Professor Tenneriello's Seminar 1, Fall 2023

human

https://photos.app.goo.gl/HcdgpGoVgAEqVwMc7

Nothing is ours to keep foreverForever, we borrow time

We borrow trends

Fashion trends

Fashion becomes food

Decorated china and green leaves sprinkled on noodles

We eat food

And then it is gone

But our bodies are fueled

Fueled with energy

We play sports

We dream of filled arenas or running far

We build teams and make friends

We bring those friends home

Home to our families

Keys are a sacred thing

Because there is only one set to our heart

They say that art is complicated

But it’s not complicated

Art is human

And humans are simple

We wear, we eat, we play, and we come home

We are all the same and yet so very different

And that is what makes us human.

Our project is meant to make you feel a bit uncomfortable, perhaps even offended. We chase, aspire to be unique and different, but we all end up being almost exactly identical. Identical. From the late 16th century, from medieval Latin identicus, from late Latin identitas (see identity). Identity. How can we create our identity in a world where we are identical? It is in what we share that makes us different.
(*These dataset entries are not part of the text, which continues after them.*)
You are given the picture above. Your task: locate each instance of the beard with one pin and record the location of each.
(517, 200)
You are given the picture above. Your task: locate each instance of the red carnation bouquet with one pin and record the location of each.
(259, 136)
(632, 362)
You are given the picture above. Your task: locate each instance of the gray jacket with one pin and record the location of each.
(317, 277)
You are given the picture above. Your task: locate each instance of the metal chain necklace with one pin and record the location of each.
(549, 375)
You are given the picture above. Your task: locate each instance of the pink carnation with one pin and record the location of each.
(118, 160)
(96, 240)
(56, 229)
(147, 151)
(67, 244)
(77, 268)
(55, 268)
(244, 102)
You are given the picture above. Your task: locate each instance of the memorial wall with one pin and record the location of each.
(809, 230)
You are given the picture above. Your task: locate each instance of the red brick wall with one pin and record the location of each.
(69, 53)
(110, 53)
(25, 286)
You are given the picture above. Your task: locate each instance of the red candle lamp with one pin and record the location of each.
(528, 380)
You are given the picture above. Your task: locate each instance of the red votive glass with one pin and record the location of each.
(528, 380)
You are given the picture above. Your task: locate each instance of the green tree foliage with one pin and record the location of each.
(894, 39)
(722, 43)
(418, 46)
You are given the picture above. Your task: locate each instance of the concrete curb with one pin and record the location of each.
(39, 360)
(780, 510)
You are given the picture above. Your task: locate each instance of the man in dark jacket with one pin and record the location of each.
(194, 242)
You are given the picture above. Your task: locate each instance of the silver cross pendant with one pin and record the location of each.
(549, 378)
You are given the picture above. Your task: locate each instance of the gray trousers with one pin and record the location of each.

My fashion is art. My food is art. My sport is art. My home is art. We find art in each of the things that we do and it is this definition and this perspective that makes us unique. Everyone either put on their glasses, ate their food, threw their ball, or took out their keys.

Yet no two people in the video wore the same shoes or threw the same ball.

In these small differences among these sweeping similarities, we find humanity. We find humanity in the art of life. We find art in experience and in identity. And the circle continues. We are all different but also the same. Are you offended yet?

Does our identity lie in the glasses we wear, created by some other person we have never met? Does our identity lie with the food we consume created by someone else? Does our identity lie in the sport we play created by the James Naismiths of the world? Does our identity lie in the home of the people we must make time to see? Are you offended yet?

Some version of you existed some time ago. Another version of you will exist in the future. We will overcome problems that have already been solved and others will come to the same solutions another day in the future, as though everything you did never truly mattered in the first place. And that is why history repeats itself. Are you offended yet?

Another version of our project existed some time ago. A project on “home.” Now, the context is different and the message is unique. Do they have a right to coexist?

And so the only thing left to do is to march on to the drum of life, living in false hope and a false reality of believing that we can actually create something new and something different even though we cannot. Are you offended yet?

2 Comments

  1. janavedano05

    I found the video project to be really interesting and well put-together. The editing was great, and the sequence of videos captured the theme well. The most interesting thing to me was actually in the manifesto, the idea that history will always repeat itself. I think that’s an important realization because as much as we do pass on knowledge from generation to generation, we can’t pass on personal experiences in the same, effective way. We can tell people about historical events and the consequences, but we can’t tell future generations about personal experiences because everyone’s circumstances are different, and one solution may not work for the next generation as well as it did for the first. We end up circling back and solving the same problems until we have grown and matured, and begin to handle much bigger issues, which is when we need to pay close attention to history.

  2. elliegillis

    Your video is very well edited and thought out. I like how cohesive it is with your manifesto, where everything flows together and shows how one idea leads to another and connects all of us through our art and expressions. It was very cool to see how different everyone’s takes on art were, and how even when people shared similar ideas no two responses were exactly the same.